Pound Sterling Rebounds After Dropping Below $1.30 Amid BoE Rate Speculation
Last week, the pound fell below $1.30 at interbank (IB), marking its lowest level in over two months against the US dollar. This decline was driven primarily by the strength of the USD and increased speculation of potential Bank of England (BoE) rate cuts following UK wage and inflation data. However, the release of Friday's UK retail sales report provided some relief, pushing the GBP/USD exchange rate back above $1.30. Additionally, the GBP/EUR pair surged to new 2-year highs, climbing above €1.20 at IB, a level it has exceeded for only 3% of the post-Brexit period.
EUR/USD Recovers Slightly After ECB Rate Cut and US Election Concerns
The EUR/USD pair rebounded from a brief dip to $1.0810 at IB, closing the trading session around $1.0860 at IB. Despite this recovery, the euro remained lower over the week, pressured by the strength of the US dollar amid heightened election-related concerns.

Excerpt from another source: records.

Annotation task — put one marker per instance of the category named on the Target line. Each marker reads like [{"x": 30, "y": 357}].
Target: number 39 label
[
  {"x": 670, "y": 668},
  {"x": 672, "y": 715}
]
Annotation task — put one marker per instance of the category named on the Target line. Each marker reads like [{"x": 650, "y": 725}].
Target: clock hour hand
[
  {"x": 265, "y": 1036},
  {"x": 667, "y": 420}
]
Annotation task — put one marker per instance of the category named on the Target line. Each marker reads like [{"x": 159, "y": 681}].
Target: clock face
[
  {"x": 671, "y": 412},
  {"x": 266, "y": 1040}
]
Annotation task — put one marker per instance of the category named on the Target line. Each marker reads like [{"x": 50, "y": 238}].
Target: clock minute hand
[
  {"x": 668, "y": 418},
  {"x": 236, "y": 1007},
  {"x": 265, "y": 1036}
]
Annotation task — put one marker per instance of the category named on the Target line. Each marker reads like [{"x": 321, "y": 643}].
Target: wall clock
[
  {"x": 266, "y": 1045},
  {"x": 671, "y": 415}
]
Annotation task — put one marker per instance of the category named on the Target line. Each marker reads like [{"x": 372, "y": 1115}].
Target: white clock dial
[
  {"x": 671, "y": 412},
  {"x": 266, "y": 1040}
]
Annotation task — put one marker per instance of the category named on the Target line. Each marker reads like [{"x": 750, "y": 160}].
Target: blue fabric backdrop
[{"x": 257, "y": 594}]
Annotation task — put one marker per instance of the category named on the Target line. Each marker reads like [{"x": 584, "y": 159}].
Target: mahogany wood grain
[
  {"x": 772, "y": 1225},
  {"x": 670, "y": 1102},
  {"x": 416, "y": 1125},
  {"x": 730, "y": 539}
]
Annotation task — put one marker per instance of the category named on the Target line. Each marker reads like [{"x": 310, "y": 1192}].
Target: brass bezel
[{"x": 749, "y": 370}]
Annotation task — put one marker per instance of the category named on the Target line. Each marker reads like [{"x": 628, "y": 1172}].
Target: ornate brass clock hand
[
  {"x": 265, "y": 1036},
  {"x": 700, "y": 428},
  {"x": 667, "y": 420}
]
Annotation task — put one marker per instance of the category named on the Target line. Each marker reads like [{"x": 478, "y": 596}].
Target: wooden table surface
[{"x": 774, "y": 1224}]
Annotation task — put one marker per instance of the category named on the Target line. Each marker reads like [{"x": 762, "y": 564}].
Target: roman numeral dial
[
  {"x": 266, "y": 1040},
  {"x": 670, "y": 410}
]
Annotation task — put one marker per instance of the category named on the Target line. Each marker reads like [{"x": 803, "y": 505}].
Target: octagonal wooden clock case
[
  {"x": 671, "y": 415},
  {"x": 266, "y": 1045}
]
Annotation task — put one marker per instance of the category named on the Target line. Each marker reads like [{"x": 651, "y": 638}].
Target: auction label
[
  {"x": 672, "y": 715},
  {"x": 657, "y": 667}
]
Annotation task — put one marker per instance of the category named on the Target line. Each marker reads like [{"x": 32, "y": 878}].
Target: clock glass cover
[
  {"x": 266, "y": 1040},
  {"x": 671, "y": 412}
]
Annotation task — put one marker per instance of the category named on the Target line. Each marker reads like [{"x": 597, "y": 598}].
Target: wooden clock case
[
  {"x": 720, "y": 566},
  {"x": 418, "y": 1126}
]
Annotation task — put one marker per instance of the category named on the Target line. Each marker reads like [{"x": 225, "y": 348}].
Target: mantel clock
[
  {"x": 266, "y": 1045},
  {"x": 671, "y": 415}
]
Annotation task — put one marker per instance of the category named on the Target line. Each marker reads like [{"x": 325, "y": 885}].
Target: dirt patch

The European Central Bank (ECB) further weighed on the euro by cutting its deposit rate by 25 basis points to 3.25%, a move widely anticipated by the markets. ECB President Christine Lagarde’s cautious outlook on the European economy, citing weaker-than-expected growth, fuelled speculation that additional rate cuts may be necessary in the future.
Pound Sterling Uptrend Against Euro Expected to Continue, But Volatility Looms
The pound sterling is poised to extend its upward trend against the euro over the next five days. However, traders should be cautious of potential volatility driven by upcoming Bank of England speeches and the release of Thursday's PMI data. BoE Governor Andrew Bailey is scheduled to speak this Tuesday, along with several other members of the Monetary Policy Committee (MPC).There is a risk that Bailey might interpret recent data as justification for accelerating the pace of interest rate cuts by the Bank.
Trump's Presidential Prospect Boosts Dollar Amid Election Volatility Concerns
The possibility of Donald Trump winning the presidential election is bolstering the US dollar, as his policies on tariffs, taxes, and immigration are viewed as inflationary, potentially leading the Federal Reserve to keep interest rates elevated for a longer period. A Republican clean sweep is seen as the greatest volatility risk, with traders increasingly positioning themselves for the election over the next two weeks.